This would be a pretty boring heaven, anyway. That old couple in the seat across from us might enjoy the tranquility of it, but I think even old people tire of tranquility. I suppose if you really wanted to you could sit around and play a harp, but seeing as the temperature of the troposphere is about negative forty degrees your fingers would get rather stiff and cold. Eventually, wouldn’t you get tired of a bland, white-bread heaven? It would just be a colder and whiter version of the Garden of Eden, where nothing fell. Besides, if this were heaven, it would be even easier to fall out of than the Garden of Eden. One misstep, one dropped harp, one overextended hand—

Falling is so easy.

There is something eerie about this place, this white silence where no living creature stirs. I am far too aware of the discord of our 67,000 pound bulk, how unnatural that we have climbed so high, past the highest mountains. I can’t help but think of the Tower of Babel, as all the people work together to build a city into heaven. The Lord sees what they’re doing and notes that “now nothing will be restrained from them, which they have imagined to do.” And he confounds and scatters the people. The building doesn’t fall, but it doesn’t keep climbing either. The people simply drift their separate ways, leaving the tower still, crumbling, etched into dust by the wind. The Old Testament has a convenient way of leaving out intentions. Why did they want to reach heaven? Why were they thwarted? Why are we warned from reaching to the heavens?

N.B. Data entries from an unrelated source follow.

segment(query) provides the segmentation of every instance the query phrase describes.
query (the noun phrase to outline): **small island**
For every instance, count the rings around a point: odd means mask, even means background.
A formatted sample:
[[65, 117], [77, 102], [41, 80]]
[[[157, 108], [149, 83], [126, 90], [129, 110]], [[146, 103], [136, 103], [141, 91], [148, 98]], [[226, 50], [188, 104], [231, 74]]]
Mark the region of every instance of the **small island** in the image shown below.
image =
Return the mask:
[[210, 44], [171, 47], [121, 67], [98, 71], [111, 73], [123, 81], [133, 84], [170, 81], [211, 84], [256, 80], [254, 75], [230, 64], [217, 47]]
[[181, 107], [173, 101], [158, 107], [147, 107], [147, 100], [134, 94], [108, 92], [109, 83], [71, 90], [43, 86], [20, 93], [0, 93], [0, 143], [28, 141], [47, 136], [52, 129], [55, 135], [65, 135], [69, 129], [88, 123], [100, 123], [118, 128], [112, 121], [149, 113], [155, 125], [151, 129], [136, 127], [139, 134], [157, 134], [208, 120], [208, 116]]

Eve reached up, climbed into the tree, her eye fixed upward on ripe, smooth skin, the bark scraping her naked limbs, and plucked the fruit. And then they fell.

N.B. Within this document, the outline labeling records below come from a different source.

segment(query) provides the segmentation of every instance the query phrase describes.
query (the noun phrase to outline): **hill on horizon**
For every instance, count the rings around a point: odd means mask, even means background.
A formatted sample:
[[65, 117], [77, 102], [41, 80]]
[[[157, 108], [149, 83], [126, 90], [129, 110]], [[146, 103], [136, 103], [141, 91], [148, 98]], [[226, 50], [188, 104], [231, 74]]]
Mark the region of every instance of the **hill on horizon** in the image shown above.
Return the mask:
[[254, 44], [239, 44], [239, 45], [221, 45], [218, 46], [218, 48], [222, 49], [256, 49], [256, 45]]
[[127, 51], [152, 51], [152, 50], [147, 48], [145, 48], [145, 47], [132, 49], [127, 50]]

We sink lower. It is then that I realize that we are moving downward, but we are not falling. We are flying. The Biblical account does not include the Garden of Eden high atop a cliff, and God dropping Adam and Eve, screaming and flailing, from the top. They are simply removed from the garden: meaning what? Perhaps they were given some clothes and gently told to leave, and perhaps they simply walked from the garden, and perhaps they stood at the edge and gazed longingly at what they once had, and then perhaps they pressed forward without looking back. And then perhaps the rain began to fall, and they wondered what it was, and Eve’s hair went frizzy and they both got colds shortly thereafter. But they didn’t disappear, they simply lived somewhere else, a different life, outside the garden of Eden. Perhaps falling merely takes us to different places; it doesn’t extinguish us.

The announcement jumps over the loudspeaker that it is overcast and drizzling in Portland, 38 degrees. It’s nearly time to put away our electronics. Soon we will be solidly on wet gray cement, a little above sea level. As we descend, I marvel at the variance of the clouds; at times I see nothing but white fog, spotted with gray. Then we break through and we are between layers, a thin mist above, a darker platform below. The darker platform becomes an intricate stack of white, whitish-gray, gray, grayish-black, layered thinly like a flaky crust. The variance of color, the layers and angles are as beautiful as a rainbow. We emerge from the fog directly to the runway; a landing that startles me with its gentleness.

I have survived another flight. From the ground, I search upward, looking for that grayscale rainbow of clouds, but I am disappointed to see instead a gray, perspiring, impenetrable ceiling.